The ragged yard that is never quite evenly cut with random holes dug in the chase of some bug, unseen. The messy flower beds that never seem to grow exactly what is planted in exactly the way they were planned. Trees in need of trimming, weeds in need of pulling, shredded toys in need of discarding. Steps in need of sweeping, leading to a porch that always has an odd assortment of things that decidedly, do not belong on a porch but never seem to find their way back to where they do belong. A porch with a swing for sitting that never quite has enough open space to allow much sitting at all.

On those days when I am the last one home, sometimes if my timing is right, the door opens and the one who makes this old house in need of much, seem so abundant and so much like the best house around to be coming home to, smiles a “hello”. Not just a simple “hello”, though not flamboyant, but one that means so much more because not only is it spontaneous but because I know it is mirrored on my own face. Our smiles of greeting for each other are complete, they are not just a passing gesture of the mouth but a choreographed movement that engulfs the whole of our faces, from laughing eyes to the affectionate tilt of our heads.

Why should this messy, ill kept, dusty old house reach out to hug my soul so? Because it holds all that makes a life. The memories and mementos of time spent between best friends. The odd ticket stub or yard sale find that never quite found its place. The empty box saved for some long forgotten use that once held some long forgotten treasure. Dusty pictures on the dusty mantle of days gone by but fondly remembered. A perfect example of what makes a structure a shelter, a shelter an abode, a house a home.

The cross on the wall reminds me of how much I am blessed and how much I have been blessed. It represents the One that is greater than either or both of us. The One who made sure we met, in the most unlikely way. The One who pushed us back together when one or both of us were ready to call it quits. The One who blessed us with more than a love but a friendship and a camaraderie that rises above the romance of a young love to a kind of joining together that mere love or lust could never attain or sustain.
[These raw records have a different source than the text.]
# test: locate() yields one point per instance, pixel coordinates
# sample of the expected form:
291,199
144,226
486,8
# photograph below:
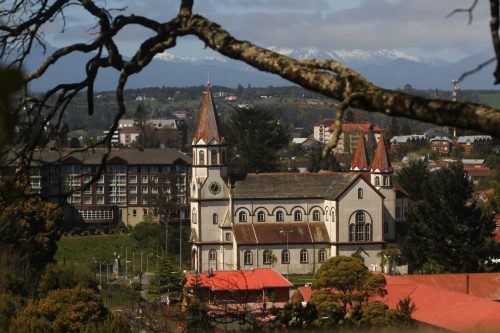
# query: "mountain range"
386,68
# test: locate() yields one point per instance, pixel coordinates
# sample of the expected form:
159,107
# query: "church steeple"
208,127
381,170
360,160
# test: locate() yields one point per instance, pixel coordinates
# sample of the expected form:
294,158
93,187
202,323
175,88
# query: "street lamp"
286,232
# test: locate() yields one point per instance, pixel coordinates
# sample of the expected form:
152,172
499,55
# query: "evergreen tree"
256,137
447,232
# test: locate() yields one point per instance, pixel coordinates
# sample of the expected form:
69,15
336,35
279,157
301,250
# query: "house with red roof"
241,286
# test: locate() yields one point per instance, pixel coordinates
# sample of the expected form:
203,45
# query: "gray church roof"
292,185
269,233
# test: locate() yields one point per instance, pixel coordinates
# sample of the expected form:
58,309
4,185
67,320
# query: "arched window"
242,216
248,257
360,217
285,257
304,256
212,255
261,216
213,157
266,257
321,255
201,157
193,216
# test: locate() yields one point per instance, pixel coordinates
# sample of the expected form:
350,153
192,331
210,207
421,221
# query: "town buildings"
292,222
126,190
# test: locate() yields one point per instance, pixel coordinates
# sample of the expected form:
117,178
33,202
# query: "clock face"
214,187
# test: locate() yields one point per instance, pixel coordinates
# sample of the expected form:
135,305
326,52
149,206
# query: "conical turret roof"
208,127
360,161
381,162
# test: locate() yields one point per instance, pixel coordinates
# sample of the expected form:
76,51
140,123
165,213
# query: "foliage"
65,277
256,137
447,232
63,310
350,280
167,279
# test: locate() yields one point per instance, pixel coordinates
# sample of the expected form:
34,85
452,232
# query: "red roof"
208,127
442,307
255,279
360,158
380,161
357,127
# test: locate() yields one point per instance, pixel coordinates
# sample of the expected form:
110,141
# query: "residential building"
290,221
125,191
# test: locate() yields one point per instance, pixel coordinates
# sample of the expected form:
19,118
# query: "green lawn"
490,99
84,250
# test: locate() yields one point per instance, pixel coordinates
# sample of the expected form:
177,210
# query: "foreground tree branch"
24,20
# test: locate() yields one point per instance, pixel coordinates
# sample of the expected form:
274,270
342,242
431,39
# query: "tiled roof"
269,233
360,161
158,156
255,279
292,185
444,308
208,127
380,161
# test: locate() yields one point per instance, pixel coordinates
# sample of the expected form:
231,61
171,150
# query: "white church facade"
290,221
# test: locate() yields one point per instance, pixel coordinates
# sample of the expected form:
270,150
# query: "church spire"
381,162
360,160
208,127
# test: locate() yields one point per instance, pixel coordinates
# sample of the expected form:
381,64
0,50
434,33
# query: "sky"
416,27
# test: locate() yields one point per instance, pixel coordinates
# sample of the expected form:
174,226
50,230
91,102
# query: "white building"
292,222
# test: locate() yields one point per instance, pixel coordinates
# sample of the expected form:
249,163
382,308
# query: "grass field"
490,99
84,250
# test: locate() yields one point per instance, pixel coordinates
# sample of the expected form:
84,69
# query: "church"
292,222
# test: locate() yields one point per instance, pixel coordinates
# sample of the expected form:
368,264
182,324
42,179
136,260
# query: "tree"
447,232
256,137
350,281
24,22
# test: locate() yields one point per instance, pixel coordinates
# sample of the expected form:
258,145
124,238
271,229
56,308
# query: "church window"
212,255
213,156
321,255
248,257
201,157
360,217
242,217
285,256
261,216
304,256
266,257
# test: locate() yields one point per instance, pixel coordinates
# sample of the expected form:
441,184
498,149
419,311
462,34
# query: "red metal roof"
380,161
360,161
208,127
255,279
442,307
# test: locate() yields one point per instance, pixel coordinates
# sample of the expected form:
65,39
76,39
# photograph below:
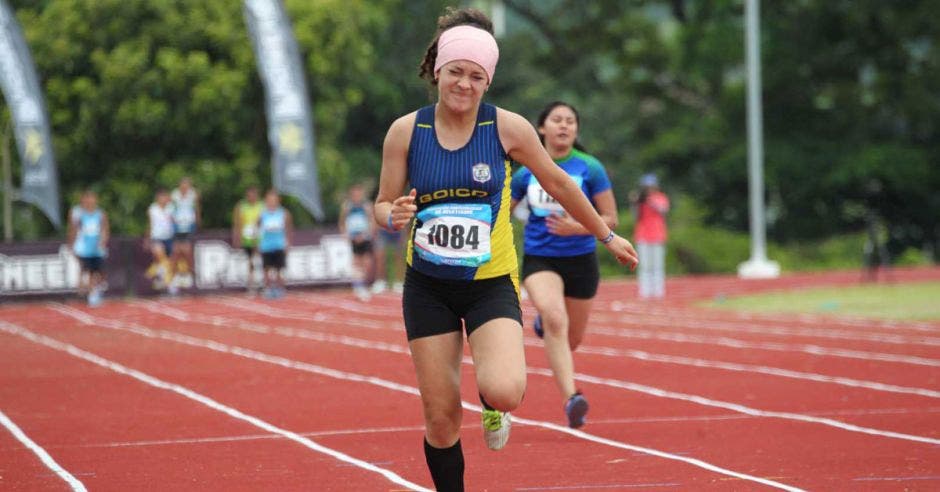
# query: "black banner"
318,258
290,126
20,85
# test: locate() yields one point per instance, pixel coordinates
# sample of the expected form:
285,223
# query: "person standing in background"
245,218
355,223
186,219
88,235
389,243
652,205
160,241
277,228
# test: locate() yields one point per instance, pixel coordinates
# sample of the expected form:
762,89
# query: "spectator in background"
651,207
355,223
277,228
245,218
160,241
186,218
88,233
389,243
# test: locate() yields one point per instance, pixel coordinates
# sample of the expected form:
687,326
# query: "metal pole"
7,184
757,266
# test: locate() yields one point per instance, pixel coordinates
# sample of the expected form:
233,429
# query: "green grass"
913,301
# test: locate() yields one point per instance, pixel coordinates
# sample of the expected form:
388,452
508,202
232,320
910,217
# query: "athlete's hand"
403,210
623,251
563,225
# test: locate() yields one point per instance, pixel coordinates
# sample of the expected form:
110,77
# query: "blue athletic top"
88,238
462,228
273,227
357,221
585,170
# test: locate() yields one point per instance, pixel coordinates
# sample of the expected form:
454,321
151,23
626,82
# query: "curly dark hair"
452,17
548,110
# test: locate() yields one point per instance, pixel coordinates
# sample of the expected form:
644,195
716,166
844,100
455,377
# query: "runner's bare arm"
391,207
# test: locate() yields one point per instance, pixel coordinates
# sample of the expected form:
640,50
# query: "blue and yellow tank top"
357,221
462,228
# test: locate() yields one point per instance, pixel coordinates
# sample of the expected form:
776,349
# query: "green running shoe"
496,426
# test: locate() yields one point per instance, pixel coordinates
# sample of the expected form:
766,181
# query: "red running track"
316,392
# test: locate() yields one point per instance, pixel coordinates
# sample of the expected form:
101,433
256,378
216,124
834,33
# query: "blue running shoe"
576,409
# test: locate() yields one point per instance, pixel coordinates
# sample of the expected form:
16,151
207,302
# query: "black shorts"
579,273
274,259
433,306
91,263
362,247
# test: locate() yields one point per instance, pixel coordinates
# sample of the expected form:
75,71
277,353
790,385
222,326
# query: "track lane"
793,442
689,475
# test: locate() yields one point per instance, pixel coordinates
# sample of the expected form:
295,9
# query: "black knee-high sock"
484,403
446,466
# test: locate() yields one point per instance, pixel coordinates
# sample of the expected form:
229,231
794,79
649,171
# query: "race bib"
274,223
185,217
455,234
543,204
91,228
357,224
249,231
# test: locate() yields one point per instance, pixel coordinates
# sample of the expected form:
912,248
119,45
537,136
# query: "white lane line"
674,319
644,356
847,321
750,368
205,400
626,385
41,453
250,437
265,310
87,319
416,428
810,349
736,343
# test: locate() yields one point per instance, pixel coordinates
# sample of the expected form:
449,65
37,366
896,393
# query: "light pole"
757,266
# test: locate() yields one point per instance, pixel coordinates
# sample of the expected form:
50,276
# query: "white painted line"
347,376
205,400
677,318
603,351
270,311
649,390
750,368
736,343
41,453
652,391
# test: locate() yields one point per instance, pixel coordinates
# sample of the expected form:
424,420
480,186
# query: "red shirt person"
651,234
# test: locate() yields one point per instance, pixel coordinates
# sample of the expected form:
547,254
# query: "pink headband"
468,43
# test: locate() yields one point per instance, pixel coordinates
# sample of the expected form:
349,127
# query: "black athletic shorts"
579,273
91,263
362,247
274,259
433,306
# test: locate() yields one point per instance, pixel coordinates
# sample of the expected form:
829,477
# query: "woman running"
462,269
559,267
277,229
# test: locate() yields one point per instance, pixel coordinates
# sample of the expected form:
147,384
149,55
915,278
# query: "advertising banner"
290,124
21,90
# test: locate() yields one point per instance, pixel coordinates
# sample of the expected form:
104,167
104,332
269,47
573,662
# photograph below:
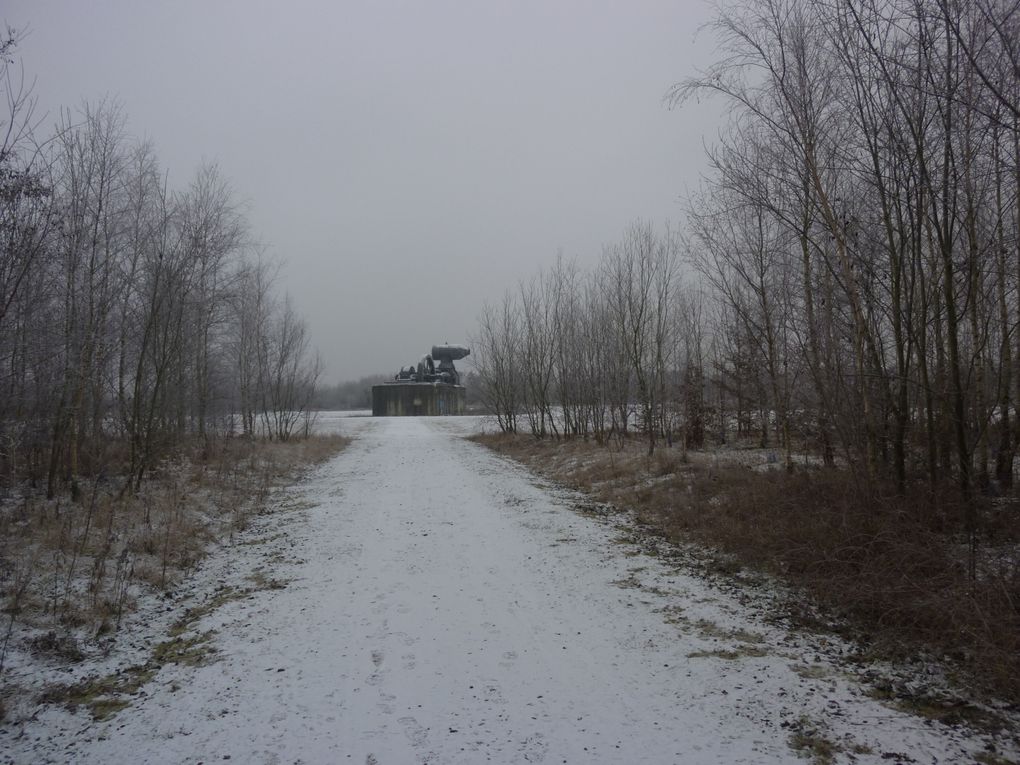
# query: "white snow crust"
445,606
This rutted and overgrown lime rock road draws me back and welcomes me in because it leads to a life that I love, with all its trials and troubles. A house that is home and a heart that is true and ruthless in its love and friendship. A comforting hug, a hand in mine. A place where I will always matter, a soul that will always care for me. A dog in a window, steps that will always lift me back up, and a porch light that will always show me my way home.